Bal Bela, kitap olduğu için yayından kaldırılmıştır. Tanıtım amaçlı ilk üç bölümü yayındadır.
Bölümler Cuma, Cumartesi ve Pazar günleri gelecektir. Hafta içi de sürpriz bölümlere hazırlıklı olun:)
⬇️⬇️⬇️⬇️⬇️⬇️⬇️⬇️⬇️⬇️⬇️⬇️⬇️⬇️⬇️
Zeynep Güneş... Kozasından sıyrılıp bir kelebek olmak için çıktığı yolda hiç bilmediği bir rüzgâra kapılıp bambaşka diyarlara savrulacağından habersizdi...

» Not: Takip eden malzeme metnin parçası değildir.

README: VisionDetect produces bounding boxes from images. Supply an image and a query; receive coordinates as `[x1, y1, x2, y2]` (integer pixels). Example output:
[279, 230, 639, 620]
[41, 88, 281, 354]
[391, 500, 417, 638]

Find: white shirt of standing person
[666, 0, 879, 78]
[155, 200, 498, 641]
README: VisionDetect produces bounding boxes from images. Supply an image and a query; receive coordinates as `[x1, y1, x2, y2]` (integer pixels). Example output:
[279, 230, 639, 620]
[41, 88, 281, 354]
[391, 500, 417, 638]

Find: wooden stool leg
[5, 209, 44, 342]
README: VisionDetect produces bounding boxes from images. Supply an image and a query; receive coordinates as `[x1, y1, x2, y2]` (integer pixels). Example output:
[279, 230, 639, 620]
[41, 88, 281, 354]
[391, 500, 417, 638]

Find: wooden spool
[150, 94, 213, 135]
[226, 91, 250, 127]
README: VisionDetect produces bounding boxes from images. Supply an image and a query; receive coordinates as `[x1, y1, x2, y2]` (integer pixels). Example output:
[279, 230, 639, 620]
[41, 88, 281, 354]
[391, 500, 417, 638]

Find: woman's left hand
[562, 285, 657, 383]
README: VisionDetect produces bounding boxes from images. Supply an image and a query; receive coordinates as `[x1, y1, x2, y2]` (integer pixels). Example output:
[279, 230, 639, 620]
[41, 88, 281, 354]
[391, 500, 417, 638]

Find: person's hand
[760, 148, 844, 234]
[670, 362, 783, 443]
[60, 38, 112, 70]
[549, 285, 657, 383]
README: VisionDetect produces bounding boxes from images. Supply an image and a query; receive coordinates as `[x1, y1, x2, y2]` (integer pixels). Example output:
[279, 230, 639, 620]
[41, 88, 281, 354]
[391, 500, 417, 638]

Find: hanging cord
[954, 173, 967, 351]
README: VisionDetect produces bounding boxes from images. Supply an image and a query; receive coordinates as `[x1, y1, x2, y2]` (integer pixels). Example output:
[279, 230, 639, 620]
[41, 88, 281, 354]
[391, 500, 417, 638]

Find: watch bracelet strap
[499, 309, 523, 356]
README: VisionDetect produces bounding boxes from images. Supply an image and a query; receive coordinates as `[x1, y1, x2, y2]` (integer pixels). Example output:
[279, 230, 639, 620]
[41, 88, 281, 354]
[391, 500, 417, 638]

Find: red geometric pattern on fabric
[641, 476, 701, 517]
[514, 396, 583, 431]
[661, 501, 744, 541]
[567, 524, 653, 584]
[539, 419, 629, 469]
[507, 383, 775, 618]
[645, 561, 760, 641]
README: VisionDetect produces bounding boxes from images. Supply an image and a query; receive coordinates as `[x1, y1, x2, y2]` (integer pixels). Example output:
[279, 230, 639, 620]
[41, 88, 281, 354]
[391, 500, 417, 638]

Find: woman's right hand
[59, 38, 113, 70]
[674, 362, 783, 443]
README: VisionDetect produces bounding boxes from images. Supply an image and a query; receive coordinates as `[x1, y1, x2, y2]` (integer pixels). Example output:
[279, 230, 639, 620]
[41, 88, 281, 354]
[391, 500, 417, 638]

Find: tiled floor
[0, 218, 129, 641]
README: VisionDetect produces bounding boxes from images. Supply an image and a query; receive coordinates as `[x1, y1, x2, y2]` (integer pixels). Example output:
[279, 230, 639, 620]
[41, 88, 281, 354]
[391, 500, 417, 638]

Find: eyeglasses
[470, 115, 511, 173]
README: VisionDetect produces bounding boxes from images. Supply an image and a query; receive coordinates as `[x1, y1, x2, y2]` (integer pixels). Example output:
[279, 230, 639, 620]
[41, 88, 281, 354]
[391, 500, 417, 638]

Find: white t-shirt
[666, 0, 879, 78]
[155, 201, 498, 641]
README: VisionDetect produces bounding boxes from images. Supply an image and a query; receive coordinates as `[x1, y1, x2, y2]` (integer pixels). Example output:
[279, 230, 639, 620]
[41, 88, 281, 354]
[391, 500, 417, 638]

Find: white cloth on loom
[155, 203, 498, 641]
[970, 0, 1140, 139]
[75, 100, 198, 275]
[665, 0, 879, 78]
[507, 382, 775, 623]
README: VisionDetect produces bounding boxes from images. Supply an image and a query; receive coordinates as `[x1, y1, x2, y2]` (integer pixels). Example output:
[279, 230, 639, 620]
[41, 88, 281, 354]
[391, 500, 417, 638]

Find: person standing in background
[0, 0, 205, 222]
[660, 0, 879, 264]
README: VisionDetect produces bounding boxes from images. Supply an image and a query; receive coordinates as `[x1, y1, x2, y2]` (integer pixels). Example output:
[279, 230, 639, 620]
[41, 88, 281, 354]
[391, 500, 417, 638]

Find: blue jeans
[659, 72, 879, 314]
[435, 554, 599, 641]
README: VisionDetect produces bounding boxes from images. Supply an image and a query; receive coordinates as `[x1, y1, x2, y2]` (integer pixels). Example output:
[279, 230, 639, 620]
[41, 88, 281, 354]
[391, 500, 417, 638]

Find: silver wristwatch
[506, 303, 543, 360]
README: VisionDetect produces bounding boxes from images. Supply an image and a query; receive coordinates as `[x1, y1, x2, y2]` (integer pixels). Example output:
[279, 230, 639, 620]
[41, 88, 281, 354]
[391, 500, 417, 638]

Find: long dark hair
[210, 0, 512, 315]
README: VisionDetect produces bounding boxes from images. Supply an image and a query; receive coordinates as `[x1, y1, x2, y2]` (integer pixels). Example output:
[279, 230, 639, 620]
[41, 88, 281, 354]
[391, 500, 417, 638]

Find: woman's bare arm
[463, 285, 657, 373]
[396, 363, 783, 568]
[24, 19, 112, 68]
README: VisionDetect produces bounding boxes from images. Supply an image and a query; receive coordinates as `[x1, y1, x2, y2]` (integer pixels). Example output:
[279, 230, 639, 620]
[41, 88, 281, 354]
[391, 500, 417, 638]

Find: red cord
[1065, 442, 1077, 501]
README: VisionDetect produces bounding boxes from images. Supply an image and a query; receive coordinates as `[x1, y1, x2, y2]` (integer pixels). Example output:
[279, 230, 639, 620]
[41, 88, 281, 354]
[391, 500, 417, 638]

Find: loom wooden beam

Yepyeni bir hayata adım atarken tek başına yürüyeceğini zannetse de hesaba katmadığı şey kelebek etkisiydi; çünkü bu hayatta hiçbir rastlantı sebepsiz değildi. Zeynep, çıktığı bu yolda aynı sokaktan geçme ihtimali bile olmayan insanları rengârenk düğümlerle birbirlerine bağlayacak; geçen her gün dostluğu, aile olmayı ve hayal kurmayı öğrenecekti...
Bir de aşkı...
Başkalarının masalında figüran olmak yerine kendi masalını yaşarken bir gün o masaldan kovulduğunda da masalların her zaman mutlu sonla bitmeyeceğini düşünecekti...
Oysaki hâlâ bilmediği bir şey vardı: Masallar mutlu sonla biterdi; ama sonsuzluk o masalın bittiği yerde başlardı...
"O gün orada karşılaşmasaydık bile sen yine bana gelecektin ve ben senin mavilerini gördüğüm ilk an yine sana âşık olacaktım... Yetecekti, Zeynep. Tek bir an yetecekti bize; çünkü seni sevmek benim kaderim. Ben sana âşık olmak için gelmişim bu hayata..."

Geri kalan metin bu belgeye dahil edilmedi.